My dad was a bit better, as he acknowledged that I was at least talking to them about it and trying to be safe, and not just getting knocked up or something. However, after a long lecturing about how “sex = bad” (and them making it seem like desires for sex were wrong), I went away unsuccessful. No birth control, and then my boyfriend and I didn’t have sex.

But this was, in its own way, slut-shaming. It was done by my mother by acting as if my desires for sex were unnatural. I wasn’t acting on lust or anything; I loved my boyfriend and wanted to go a step further. We both knew each other extremely well, having been dating for over a year, but this still was not okay in my parents’ eyes.

It took me months to reconcile from it. My boyfriend didn’t really act all that gracefully, as he criticized my parents’ actions out of frustration of life, when I just wanted a hug. Six months later I was able to actually tell a close friend about what happened. I’ve started realizing since that my mother was wrong.

It is okay to have sex. It is okay to have desires for sex. It is not immoral; it is natural. (On the opposing position, it is also perfectly natural to not have sex.)

However, I still have that voice inside me that says, “No, sex is bad! Suppress that side of yourself!” That is a horrible voice to have.

Fast forward about nine months. My boyfriend and I did break up, for college and because it just wasn’t working out, and my sister (now approaching about a year and a half with her boyfriend) texts me while I’m at college asking about birth control. I’m proud to say that I didn’t act like my mother. I joked around with her a bit, made sure she knew it was okay to have sex, but that she shouldn’t even bother talking to the parents as they wouldn’t be receptive at all.

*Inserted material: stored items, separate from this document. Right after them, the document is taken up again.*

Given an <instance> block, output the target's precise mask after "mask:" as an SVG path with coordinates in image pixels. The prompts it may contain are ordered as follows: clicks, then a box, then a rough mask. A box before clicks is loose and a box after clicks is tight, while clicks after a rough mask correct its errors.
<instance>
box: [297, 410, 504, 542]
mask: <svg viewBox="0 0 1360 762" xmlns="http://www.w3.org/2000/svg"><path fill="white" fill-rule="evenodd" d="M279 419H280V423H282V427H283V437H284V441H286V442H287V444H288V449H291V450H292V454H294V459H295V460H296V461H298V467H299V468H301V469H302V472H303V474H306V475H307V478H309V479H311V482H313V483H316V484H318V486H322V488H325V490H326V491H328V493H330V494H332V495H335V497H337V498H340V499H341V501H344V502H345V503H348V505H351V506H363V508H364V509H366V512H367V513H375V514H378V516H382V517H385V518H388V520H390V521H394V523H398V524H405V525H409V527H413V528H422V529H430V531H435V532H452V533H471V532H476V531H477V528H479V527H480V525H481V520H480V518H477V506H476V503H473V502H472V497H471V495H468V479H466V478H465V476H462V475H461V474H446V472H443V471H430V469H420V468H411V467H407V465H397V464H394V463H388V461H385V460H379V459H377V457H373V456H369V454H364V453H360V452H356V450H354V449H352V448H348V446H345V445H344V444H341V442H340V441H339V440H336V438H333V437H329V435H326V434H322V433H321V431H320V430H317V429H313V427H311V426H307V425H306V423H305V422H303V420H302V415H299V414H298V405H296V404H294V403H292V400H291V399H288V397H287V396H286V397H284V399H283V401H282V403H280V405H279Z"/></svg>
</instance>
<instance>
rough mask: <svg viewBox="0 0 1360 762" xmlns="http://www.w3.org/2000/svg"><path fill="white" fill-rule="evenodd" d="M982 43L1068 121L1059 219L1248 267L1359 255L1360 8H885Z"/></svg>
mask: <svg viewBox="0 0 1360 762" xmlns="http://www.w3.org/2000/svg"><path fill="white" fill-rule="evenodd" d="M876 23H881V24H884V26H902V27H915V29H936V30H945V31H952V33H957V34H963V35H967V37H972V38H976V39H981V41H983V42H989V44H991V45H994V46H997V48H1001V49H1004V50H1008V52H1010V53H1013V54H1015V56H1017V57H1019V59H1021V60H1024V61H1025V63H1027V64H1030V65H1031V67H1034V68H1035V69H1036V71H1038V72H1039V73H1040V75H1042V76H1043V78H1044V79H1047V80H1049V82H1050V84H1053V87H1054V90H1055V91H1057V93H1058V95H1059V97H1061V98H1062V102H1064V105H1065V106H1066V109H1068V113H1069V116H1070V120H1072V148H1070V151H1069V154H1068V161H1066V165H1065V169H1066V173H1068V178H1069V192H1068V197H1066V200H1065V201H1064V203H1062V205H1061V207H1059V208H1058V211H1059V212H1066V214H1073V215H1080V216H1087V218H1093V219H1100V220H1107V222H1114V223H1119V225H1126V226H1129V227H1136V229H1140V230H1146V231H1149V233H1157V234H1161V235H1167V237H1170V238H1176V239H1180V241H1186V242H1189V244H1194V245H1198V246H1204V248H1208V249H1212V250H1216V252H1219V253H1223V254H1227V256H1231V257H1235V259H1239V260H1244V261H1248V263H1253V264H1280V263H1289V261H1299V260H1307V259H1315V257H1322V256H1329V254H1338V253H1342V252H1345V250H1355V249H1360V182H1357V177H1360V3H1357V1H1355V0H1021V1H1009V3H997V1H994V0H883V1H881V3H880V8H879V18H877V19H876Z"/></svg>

I told her about what happened to me, and I hope she’ll pass it forward to the next sibling in line so they don’t have to go through that conversation.

I hope all of you know that sex is okay. It is okay to want sex, no matter your gender, race, orientation, whatnot. It is perfectly acceptable to not want sex. Your private life is your private life, and you shouldn’t let others judge you on it.

That is a lesson I still am learning.